Tabletle ilgili mail yağıyor. Destekleyenler kadar karşı çıkan da var, koşul öne süren de. Görünen o ki, önümüzdeki ayların en önemli tartışma konularından birisi bu olacak.
M. Gözaydın’ın, yazılarımıza gönderdiği bilgi notunun devamı aşağıda. Ayrıca başta MEB olmak üzere çok farklı kurum ve kişilerden de benzeri bilgi notları geldi. Hepsi de çok çarpıcı. Onları da sizlerle paylaşacağız. Çocuklarımız tablet bilgisayarlarda ya porno izlerse diye paniğe kapılanlar da var, sınavda kopya çekerler diyen de. Dahası var: Parasız kalan ya kendininkini ya da başkasınınkini çalıp satarsa?..
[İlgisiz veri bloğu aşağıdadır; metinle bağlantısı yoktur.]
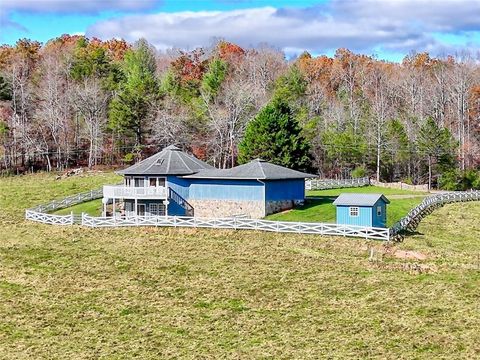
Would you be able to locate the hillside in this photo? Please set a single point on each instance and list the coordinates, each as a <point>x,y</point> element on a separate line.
<point>71,292</point>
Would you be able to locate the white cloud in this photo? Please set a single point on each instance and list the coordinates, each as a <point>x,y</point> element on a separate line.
<point>74,6</point>
<point>361,25</point>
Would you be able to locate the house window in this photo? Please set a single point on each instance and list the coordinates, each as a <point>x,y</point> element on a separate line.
<point>156,181</point>
<point>139,182</point>
<point>156,209</point>
<point>354,211</point>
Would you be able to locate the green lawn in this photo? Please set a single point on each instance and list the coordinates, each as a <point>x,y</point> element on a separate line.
<point>321,209</point>
<point>150,293</point>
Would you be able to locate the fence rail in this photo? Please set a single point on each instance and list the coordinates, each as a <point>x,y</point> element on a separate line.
<point>41,214</point>
<point>428,205</point>
<point>239,223</point>
<point>396,232</point>
<point>322,184</point>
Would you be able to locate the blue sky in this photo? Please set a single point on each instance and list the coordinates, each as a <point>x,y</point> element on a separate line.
<point>387,29</point>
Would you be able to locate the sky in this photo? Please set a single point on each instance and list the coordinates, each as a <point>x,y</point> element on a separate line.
<point>387,29</point>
En önemlisi de öğretmenlerimiz. Onlara da verilecek mi? Hem de öğrencilerden en az bir ay önce!
İşte tüm bu soruların ve daha fazlasının cevabı bir sonraki yazıda:
- Nerede üretilecek?
Tablet üretmek hiç zor değil. Çin’de şu anda yüzlerce imalatçı firma var. En iyisini bulmak şart. Buzdolabı üretmek de çok kolay. Bakın Türkiye’de onlarca vitrin buzdolabı üreten firma var. Onlar da pekala normal buzdolabı üretebilirler. Ama yapmıyorlar. Bir şeyi iyi üretebilmek için ARGE ve teknoloji birikimi ve VOLUME yani büyük miktar lazım. Bakın hâlâ Arçelik’in yanına bir 3. veya 4. firma çıkmadı. Arçelik ithalatla bile rahatça rekabet ediyor. Sebep malum. Bu tabletler ithal edilmeye başlayınca yerli firmalar da kendilerine bir strateji tespit edeceklerdir. Belki de imalatı düşüneceklerdir. Bunun müzakere zamanı şimdi değil. Teknoloji eskimeden uygulamaya geçmek şart. -
- Dünyaca ünlü markaların bile iç donanımı hep Çin’den geliyormuş?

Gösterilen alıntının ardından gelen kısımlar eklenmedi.